Unnamed: 0,VendorID,tpep_pickup_datetime,tpep_dropoff_datetime,passenger_count,trip_distance,RatecodeID,store_and_fwd_flag,PULocationID,DOLocationID,payment_type,fare_amount,extra,mta_tax,tip_amount,tolls_amount,improvement_surcharge,total_amount,congestion_surcharge,airport_fee,date
0,2,2023-01-02 00:00:37,2023-01-02 00:13:15,1.0,9.29,1.0,N,70,4,1,35.9,1.0,0.5,8.18,0.0,1.0,49.08,2.5,0.0,2023-01-02
1,2,2023-01-02 00:01:53,2023-01-02 00:34:16,1.0,20.4,2.0,N,132,238,1,70.0,0.0,0.5,15.86,6.55,1.0,95.16,0.0,1.25,2023-01-02
2,2,2023-01-02 00:04:59,2023-01-02 00:12:03,5.0,1.68,1.0,N,142,229,1,10.0,1.0,0.5,2.25,0.0,1.0,17.25,2.5,0.0,2023-01-02
3,2,2023-01-02 00:00:28,2023-01-02 00:08:45,1.0,1.74,1.0,N,164,224,1,10.7,1.0,0.5,0.0,0.0,1.0,15.7,2.5,0.0,2023-01-02
4,2,2023-01-02 00:00:08,2023-01-02 00:04:30,6.0,0.63,1.0,N,144,231,1,6.5,1.0,0.5,0.0,0.0,1.0,11.5,2.5,0.0,2023-01-02


# aggregate data and labeling

In [4]:
def labeling(rides_df: pd.DataFrame):
    aggregated_df = rides_df.groupby(['date', 'PULocationID']).size().reset_index(name='count')
    unique_dates = rides_df['date'].unique()
    unique_pu_location_ids = rides_df['PULocationID'].unique()
    all_combinations = list(product(unique_dates, unique_pu_location_ids))
    combinations_df = pd.DataFrame(all_combinations, columns=['date', 'PULocationID'])
    label_df = aggregated_df.merge(combinations_df, how='right', on=['date', 'PULocationID']).fillna(0)
    return label_df


labels_df = labeling(rides_df)
print(labels_df.shape)
labels_df.head()

(31964, 3)


Unnamed: 0,date,PULocationID,count
0,2023-01-02,70,503.0
1,2023-01-02,132,6419.0
2,2023-01-02,142,2028.0
3,2023-01-02,164,1462.0
4,2023-01-02,144,567.0


## Extracting  Features (Day of week / Day of Month)

In [5]:
feature_df = labels_df.sort_values(['date'])

In [7]:
# Extracting new features based on pickup date

feature_df['date']=feature_df['date'].astype('datetime64')

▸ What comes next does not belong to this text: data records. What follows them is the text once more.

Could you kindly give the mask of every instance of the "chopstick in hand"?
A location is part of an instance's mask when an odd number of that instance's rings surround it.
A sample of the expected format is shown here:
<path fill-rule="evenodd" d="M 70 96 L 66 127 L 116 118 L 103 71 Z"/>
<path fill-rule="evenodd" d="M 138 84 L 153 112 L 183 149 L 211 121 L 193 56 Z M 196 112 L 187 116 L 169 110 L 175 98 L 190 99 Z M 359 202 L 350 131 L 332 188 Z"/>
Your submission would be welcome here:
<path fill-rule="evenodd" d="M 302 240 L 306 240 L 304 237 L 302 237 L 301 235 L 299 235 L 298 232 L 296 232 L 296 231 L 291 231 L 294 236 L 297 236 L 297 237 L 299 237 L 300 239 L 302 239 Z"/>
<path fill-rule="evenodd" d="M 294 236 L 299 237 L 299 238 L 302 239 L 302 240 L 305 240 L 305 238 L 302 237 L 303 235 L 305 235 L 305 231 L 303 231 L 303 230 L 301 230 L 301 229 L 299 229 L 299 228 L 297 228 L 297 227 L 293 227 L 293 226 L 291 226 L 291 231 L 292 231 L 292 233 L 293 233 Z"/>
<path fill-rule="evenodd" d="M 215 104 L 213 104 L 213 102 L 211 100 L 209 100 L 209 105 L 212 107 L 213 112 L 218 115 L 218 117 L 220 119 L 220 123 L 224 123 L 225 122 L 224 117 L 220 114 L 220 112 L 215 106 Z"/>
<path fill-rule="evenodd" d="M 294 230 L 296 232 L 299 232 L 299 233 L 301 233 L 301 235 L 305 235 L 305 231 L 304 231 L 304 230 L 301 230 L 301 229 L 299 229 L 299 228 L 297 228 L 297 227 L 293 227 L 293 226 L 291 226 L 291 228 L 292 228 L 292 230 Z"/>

# Extract the pickup day of the month from the datetime column
feature_df['PU_day_of_month'] = feature_df['date'].dt.day.astype(np.uint8)

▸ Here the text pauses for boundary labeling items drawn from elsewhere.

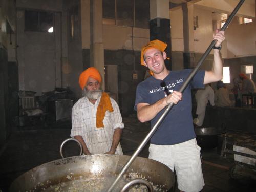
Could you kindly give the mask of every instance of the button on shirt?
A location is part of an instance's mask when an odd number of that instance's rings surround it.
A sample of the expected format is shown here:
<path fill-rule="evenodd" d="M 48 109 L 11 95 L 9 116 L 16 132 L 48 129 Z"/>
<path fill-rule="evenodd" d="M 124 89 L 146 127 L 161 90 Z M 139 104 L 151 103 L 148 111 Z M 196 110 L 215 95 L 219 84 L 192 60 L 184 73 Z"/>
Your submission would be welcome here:
<path fill-rule="evenodd" d="M 109 152 L 112 144 L 115 129 L 124 127 L 117 103 L 112 98 L 110 100 L 114 111 L 106 111 L 103 121 L 104 127 L 97 128 L 96 125 L 97 109 L 100 99 L 93 104 L 87 97 L 82 97 L 72 109 L 71 136 L 81 136 L 87 148 L 92 154 L 103 154 Z M 120 143 L 115 154 L 123 154 Z"/>

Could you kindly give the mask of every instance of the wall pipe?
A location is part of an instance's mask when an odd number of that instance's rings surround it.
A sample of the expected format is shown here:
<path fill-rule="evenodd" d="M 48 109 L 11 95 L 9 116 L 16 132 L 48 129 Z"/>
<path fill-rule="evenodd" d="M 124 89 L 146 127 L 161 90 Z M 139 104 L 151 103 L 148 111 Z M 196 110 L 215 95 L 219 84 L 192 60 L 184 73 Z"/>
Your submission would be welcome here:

# Extract the pickup day of the week (0-6) from the datetime column
feature_df['PU_day_of_week'] = feature_df['date'].dt.weekday.astype(np.uint8)


## Extracting  Features (last_day_deman_cnt / last_week_deman_cnt)


In [8]:
feature_df['last_day'] = ''
feature_df['last_week'] = ''
for i in feature_df.index:
    feature_df['last_day'].loc[i] = feature_df['date'].loc[i] - datetime.timedelta(days=1)
    feature_df['last_week'].loc[i] = feature_df['date'].loc[i] - datetime.timedelta(days=7)

In [None]:
def last_demand_count(df,last_date,LID):
    return (df[(df['date'] == last_date) & (df['PULocationID'] == LID)]['count']).values[0]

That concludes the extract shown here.